The Irish answer: he did and he didn’t.

le brocquy joyce 23 detailConfession no.2: I have not read Finnegans Wake. At least, not from start to finish, not yet. I read Ulysses only last year, so I’m catching up slowly. This is no place for a book review, but I’ll put on record that I loved every exasperating cascading serenading page of Joyce’s masterpiece. When I finished it I raided the Joyce corner of my mother’s bookshelf for Joyce-related essays, memoirs, and biographies. So I am on a course leading to Finnegans Wake, but before it there is Richard Ellmann’s biography, which I have more than half a mind to begin reading today. It’s either that or the reissued 1922 text of Ulysses.

[Image: Image of James Joyce (detail) by Louis le Brocquy, 1978; oil on canvas, 70 x 70 cm.]

This post was originally intended to be a long and careful tribute to Joyce – “that bizarre and wonderful creature who turned literature and language on end”* – but instead it is medium-sized and extemporaneous. The post title, by the way, refers to a French–Japanese cartoon my sister and I were enchanted by in the 1980s.

1980s, 1880s, 3080s, it’s all the same and it’s all in bloom.

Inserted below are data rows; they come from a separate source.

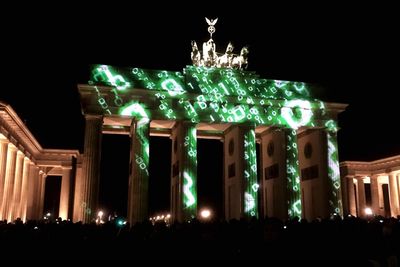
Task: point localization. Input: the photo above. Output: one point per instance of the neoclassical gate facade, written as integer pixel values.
(299, 165)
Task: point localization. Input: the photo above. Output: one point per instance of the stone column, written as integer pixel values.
(3, 166)
(345, 194)
(139, 171)
(361, 196)
(293, 175)
(9, 182)
(240, 173)
(90, 168)
(41, 193)
(33, 188)
(351, 196)
(78, 194)
(64, 195)
(250, 183)
(184, 172)
(334, 190)
(24, 189)
(17, 186)
(375, 195)
(394, 195)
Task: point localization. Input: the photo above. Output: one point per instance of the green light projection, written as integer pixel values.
(335, 202)
(217, 95)
(210, 95)
(292, 175)
(189, 171)
(250, 173)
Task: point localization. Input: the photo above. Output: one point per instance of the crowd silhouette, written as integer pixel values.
(349, 241)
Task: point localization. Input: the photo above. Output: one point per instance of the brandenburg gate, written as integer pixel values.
(215, 98)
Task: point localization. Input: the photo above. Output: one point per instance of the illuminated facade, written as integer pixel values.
(299, 157)
(24, 166)
(371, 188)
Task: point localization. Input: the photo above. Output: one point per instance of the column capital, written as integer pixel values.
(93, 117)
(12, 147)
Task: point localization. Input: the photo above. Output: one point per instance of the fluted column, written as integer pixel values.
(351, 196)
(375, 195)
(24, 189)
(394, 195)
(139, 171)
(334, 193)
(64, 195)
(3, 165)
(361, 196)
(250, 183)
(9, 182)
(33, 188)
(91, 168)
(78, 194)
(184, 194)
(19, 167)
(293, 175)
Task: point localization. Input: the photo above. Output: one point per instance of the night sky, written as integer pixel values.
(351, 56)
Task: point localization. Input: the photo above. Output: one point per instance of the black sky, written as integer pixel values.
(350, 53)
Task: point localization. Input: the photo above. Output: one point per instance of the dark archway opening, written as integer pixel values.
(52, 196)
(160, 175)
(114, 175)
(210, 176)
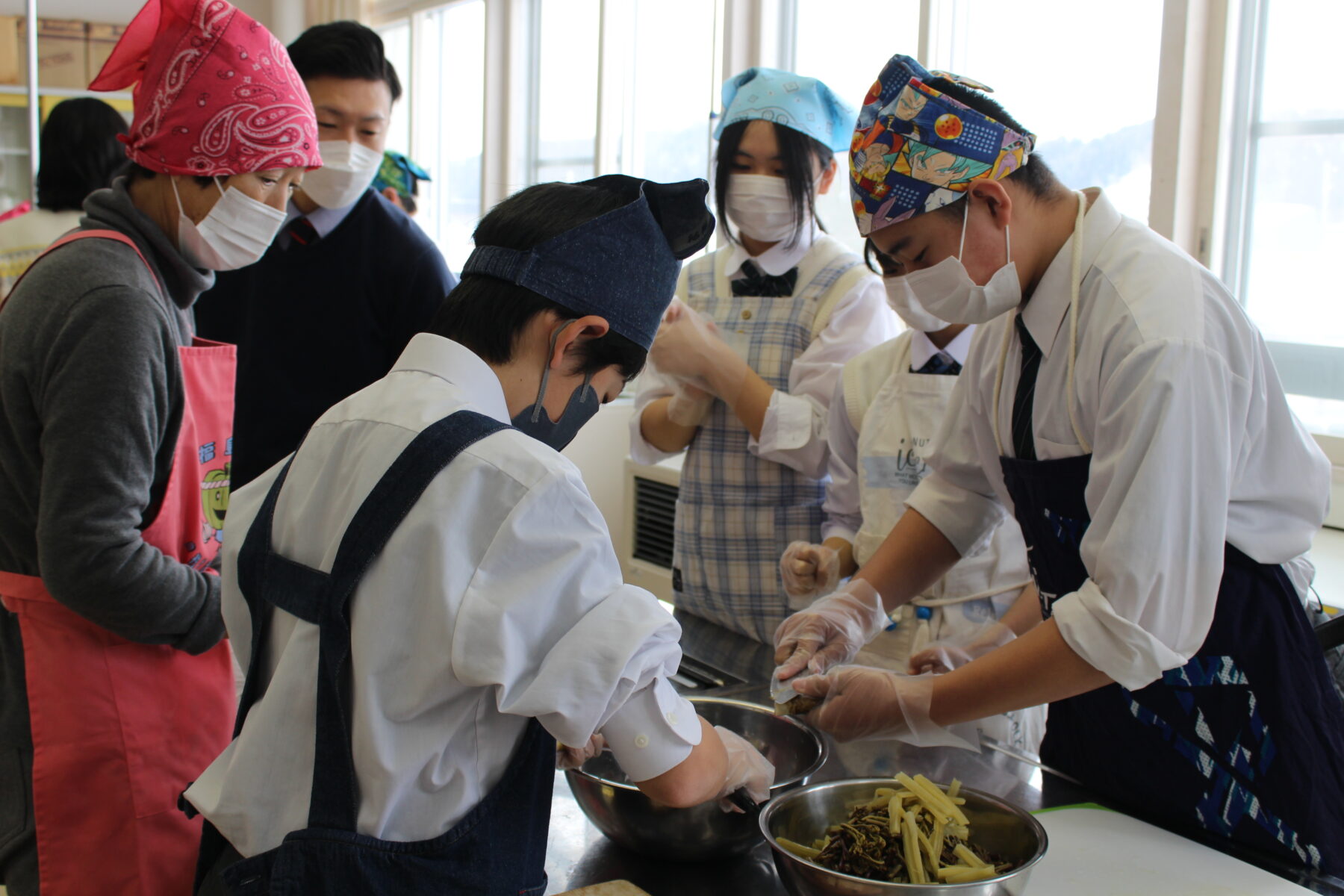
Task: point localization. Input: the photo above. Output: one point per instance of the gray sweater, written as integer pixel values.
(90, 405)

If you are interested in taking part in the general merriment of Bloomsday, the James Joyce Centre website has information aplenty; if time and geography are against you, here is a short recording of Joyce reading from Finnegans Wake. (After 8½ minutes you can beginagain.) The accent and musicality of his speaking voice are a delight, and there is accompanying text here, if you wish to read along.

I leave you with a poem:

Invocation to Joyce

Scattered over scattered cities,
alone and many
we played at being that Adam
who gave names to all living things.
Down the long slopes of night
that border on the dawn,
we sought (I still remember) words
for the moon, for death, for the morning,
and for man’s other habits.
We were imagism, cubism,
the conventicles and sects
respected now by credulous universities.
We invented the omission of punctuation
and capital letters,
stanzas in the shape of a dove
from the libraries of Alexandria.
Ashes, the labor of our hands,
and a burning fire our faith.
You, all the while,
in cities of exile,
in that exile that was
your detested and chosen instrument,
the weapon of your craft,
erected your pathless labyrinths,
infinitesmal and infinite,
wondrously paltry,
more populous than history.
We shall die without sighting
the twofold beast or the rose
that are the center of your maze,
but memory holds the talismans,
its echoes of Virgil,
and so in the streets of night
your splendid hells survive,
so many of your cadences and metaphors,
the treasures of your darkness.
What does our cowardice matter if on this earth
there is one brave man,
what does sadness matter if in time past
somebody thought himself happy,
what does my lost generation matter,
that dim mirror,
if your books justify us?
I am the others. I am those
who have been rescued by your pains and care.
I am those unknown to you and saved by you.

Jorge Luis Borges

Translated by Norman Thomas di Giovanni.

* Description by Richard Ellmann in the preface to the revised 1982 edition of his biography of Joyce. I edited the post to include the quote and this footnote.